Last night I began reading Elias Khoury's Gate of the Sun ("Bab al-Shams"). It's been on our shelf ever since we heard Khoury read at the Blue Met literary festival in Montreal some years ago, when he was interviewed and spoke about his close friend Mahmoud Darwish. Afterward we went up and met him, and he inscribed this copy to J., whose grandmother's maiden name was also Khoury. The novel is a story of relationships that contain Palestinian and personal histories; it is woven together rather clumsily - as the NYT reviewer notes - from snatches of stories, but this was a deliberate device by the author, who tried to write in a way that mirrors Palestinian reality: the history of the nation and each person seeming torn and patched together.
The novel is written in the voice of a surrogate son sitting at the bedside of his "father," an elderly freedom fighter who has had a stroke and lies in a coma. The son, a medic in a hospital in a refugee camp, spends most of his days bathing and caring for the dying man, refusing to believe he won't regain consciousness, and then at night, like Scheherazade, tells him stories, hoping that the words are still penetrating. I've been afraid of reading it, and now, even though I've started, I still am.

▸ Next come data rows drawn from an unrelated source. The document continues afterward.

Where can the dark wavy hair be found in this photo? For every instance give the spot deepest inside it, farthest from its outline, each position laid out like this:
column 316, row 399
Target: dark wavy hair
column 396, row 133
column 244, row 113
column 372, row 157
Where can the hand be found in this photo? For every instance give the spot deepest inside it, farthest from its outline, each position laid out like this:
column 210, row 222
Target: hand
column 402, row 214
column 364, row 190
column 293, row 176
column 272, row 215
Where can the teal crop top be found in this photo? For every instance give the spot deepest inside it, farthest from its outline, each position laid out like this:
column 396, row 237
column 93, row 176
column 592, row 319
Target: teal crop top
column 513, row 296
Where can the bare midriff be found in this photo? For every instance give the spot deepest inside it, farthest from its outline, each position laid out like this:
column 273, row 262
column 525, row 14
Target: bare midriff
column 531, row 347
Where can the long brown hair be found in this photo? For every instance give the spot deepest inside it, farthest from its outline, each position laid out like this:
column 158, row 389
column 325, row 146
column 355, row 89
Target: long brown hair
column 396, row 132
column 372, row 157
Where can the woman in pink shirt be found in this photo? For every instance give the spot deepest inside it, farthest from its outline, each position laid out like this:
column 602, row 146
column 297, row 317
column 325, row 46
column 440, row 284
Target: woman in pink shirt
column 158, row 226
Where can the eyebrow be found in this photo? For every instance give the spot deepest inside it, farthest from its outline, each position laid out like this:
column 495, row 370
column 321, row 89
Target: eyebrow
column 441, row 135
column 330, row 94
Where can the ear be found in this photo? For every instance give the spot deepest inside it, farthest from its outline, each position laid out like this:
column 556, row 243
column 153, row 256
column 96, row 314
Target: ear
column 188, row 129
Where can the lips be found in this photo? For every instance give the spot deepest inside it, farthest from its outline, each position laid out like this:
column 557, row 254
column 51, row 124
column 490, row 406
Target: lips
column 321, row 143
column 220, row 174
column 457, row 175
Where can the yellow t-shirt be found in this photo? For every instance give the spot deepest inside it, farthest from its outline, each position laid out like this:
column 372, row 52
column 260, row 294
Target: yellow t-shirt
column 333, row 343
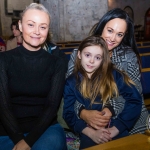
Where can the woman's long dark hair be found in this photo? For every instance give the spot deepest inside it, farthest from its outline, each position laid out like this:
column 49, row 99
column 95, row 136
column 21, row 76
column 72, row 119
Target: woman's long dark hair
column 129, row 38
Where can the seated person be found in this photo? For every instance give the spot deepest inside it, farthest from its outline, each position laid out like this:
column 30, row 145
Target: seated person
column 2, row 45
column 94, row 82
column 15, row 40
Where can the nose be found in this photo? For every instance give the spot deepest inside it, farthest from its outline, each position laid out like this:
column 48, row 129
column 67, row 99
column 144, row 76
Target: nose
column 92, row 60
column 36, row 31
column 113, row 36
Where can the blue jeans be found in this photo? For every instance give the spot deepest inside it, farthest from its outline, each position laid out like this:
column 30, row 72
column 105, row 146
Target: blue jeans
column 86, row 142
column 52, row 139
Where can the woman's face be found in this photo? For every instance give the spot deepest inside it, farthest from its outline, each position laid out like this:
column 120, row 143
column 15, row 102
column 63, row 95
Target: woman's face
column 91, row 58
column 114, row 32
column 34, row 28
column 15, row 31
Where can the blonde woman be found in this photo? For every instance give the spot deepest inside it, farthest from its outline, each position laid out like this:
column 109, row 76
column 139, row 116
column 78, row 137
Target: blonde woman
column 31, row 86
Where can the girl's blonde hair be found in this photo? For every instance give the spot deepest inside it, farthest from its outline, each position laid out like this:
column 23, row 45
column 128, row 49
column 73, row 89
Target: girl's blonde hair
column 102, row 82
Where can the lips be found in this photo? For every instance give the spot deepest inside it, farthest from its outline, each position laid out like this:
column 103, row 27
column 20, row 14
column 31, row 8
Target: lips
column 90, row 67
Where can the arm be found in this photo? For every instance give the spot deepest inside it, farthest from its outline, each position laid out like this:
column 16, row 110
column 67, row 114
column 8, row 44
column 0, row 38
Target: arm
column 6, row 116
column 95, row 118
column 69, row 114
column 50, row 110
column 71, row 62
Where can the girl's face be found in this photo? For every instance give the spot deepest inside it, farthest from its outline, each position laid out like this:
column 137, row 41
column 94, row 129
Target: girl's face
column 15, row 31
column 34, row 28
column 113, row 32
column 91, row 58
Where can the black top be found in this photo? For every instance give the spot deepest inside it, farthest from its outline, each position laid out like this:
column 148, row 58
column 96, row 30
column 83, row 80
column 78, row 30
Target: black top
column 31, row 86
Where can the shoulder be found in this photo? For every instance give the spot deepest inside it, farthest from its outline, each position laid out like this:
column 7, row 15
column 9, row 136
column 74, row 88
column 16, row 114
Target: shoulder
column 125, row 51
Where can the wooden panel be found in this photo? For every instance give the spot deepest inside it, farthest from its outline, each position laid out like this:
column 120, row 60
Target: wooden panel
column 132, row 142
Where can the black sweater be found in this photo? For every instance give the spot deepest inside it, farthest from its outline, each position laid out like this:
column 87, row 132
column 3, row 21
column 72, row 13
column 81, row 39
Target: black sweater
column 31, row 86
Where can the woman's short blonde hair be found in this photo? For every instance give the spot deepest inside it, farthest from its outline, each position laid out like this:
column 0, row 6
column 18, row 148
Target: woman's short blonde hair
column 37, row 7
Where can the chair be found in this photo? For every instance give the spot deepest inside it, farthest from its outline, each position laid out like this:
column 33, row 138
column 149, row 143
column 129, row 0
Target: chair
column 145, row 80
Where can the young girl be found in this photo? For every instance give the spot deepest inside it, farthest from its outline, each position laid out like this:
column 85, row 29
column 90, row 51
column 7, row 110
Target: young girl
column 95, row 80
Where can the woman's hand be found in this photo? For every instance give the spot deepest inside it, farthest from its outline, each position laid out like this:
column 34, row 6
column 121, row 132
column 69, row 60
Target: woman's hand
column 21, row 145
column 113, row 131
column 98, row 136
column 96, row 119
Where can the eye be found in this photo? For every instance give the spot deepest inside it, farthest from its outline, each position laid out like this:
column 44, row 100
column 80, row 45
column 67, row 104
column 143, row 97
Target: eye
column 30, row 25
column 110, row 31
column 87, row 55
column 43, row 28
column 98, row 58
column 120, row 35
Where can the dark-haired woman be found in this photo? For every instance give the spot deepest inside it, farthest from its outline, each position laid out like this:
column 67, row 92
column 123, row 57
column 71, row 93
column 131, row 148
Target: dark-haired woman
column 117, row 30
column 16, row 39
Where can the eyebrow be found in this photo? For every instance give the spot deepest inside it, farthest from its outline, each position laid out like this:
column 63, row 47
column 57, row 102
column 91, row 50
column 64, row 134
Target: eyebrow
column 113, row 30
column 35, row 22
column 91, row 53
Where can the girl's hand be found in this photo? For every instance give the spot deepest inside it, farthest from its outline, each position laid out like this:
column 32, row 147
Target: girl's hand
column 101, row 136
column 21, row 145
column 94, row 118
column 98, row 136
column 113, row 131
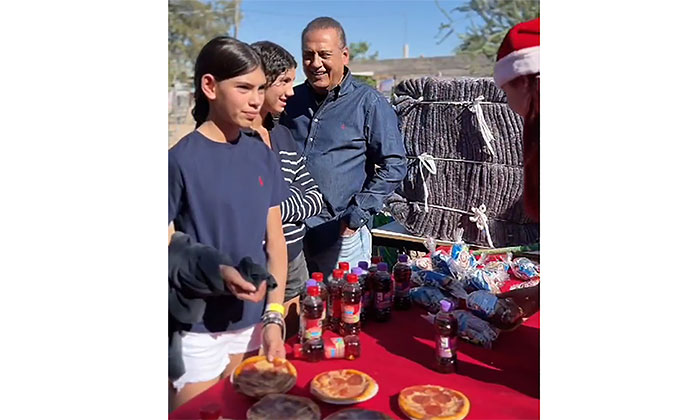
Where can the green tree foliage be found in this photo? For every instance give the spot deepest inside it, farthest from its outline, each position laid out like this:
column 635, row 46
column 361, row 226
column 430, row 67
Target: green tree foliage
column 191, row 24
column 490, row 20
column 359, row 50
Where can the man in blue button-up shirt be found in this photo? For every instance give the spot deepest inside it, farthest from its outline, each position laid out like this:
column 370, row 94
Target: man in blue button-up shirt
column 351, row 142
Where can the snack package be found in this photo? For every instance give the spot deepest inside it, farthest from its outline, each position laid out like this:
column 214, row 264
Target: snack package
column 522, row 285
column 429, row 298
column 503, row 313
column 480, row 279
column 442, row 281
column 459, row 245
column 471, row 328
column 525, row 269
column 422, row 263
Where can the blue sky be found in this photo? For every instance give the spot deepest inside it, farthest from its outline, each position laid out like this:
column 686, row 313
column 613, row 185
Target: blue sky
column 385, row 24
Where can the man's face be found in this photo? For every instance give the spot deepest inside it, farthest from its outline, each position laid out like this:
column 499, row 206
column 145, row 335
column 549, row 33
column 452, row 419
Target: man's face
column 324, row 59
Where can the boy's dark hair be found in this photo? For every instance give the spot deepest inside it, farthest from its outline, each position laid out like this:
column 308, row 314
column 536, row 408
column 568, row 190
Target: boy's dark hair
column 275, row 59
column 223, row 57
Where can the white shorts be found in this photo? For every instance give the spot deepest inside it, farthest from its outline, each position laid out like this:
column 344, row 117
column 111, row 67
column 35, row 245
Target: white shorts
column 205, row 355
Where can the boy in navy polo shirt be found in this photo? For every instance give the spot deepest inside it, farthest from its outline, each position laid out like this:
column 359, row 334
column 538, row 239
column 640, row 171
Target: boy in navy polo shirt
column 224, row 191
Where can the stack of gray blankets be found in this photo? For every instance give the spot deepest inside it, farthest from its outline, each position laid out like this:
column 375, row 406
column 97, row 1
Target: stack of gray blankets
column 437, row 117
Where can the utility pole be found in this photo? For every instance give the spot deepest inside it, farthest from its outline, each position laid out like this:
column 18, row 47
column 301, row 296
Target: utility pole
column 236, row 17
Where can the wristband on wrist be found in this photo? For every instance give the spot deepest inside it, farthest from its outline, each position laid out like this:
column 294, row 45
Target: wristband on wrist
column 275, row 307
column 274, row 318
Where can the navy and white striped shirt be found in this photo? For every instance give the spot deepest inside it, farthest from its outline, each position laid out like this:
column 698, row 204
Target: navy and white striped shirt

In addition to the tragic and horrifying events it recalls, the book of course also reminds me of my own dialogue with my very alert, very aged father-in-law, and of the last few months when he slipped in and out of present time and space as we sat by his bed, talking to him and listening to his own stories. When he died, at 99, a door into our family's life and history closed forever; now we too must patch it together out of fragments. Last night, when the narrator began reciting bits of verse by al-Mutanabi, perhaps the greatest of all classical Arab poets, I felt myself back in the familiar room with its blue and yellow silk carpet, the books lining the walls, the statue of Socrates on the stand in front of the old shortwave radio, and my father-in-law, leaning back in his chair, eyes shut, smiling at the ceiling as he recited poetry.
Terrible times can paralyze us, or we can use them, turning their negative energy into something better. Perhaps the time has finally come for me to pull out those dialogues that were collected here under the title The Fig and the Orchid, and see what can be done with them. As sad as my father-in-law -- a former UN administrator of a refugee camp in Gaza, among his many positions through a long life of teaching and ministry -- would be over the events today, he always believed in the power of education, beauty, literature, noble ideals, and -- most especially -- reason and truth. He often spoke about their remarkable ability to endure across the millenia, lifting people above the worst.
"The desert knows me well, the night and the mounted men.
The battle and the sword, the paper and the pen.
Al-Mutanabi, I have just learned, was the son of a humble water-carrier.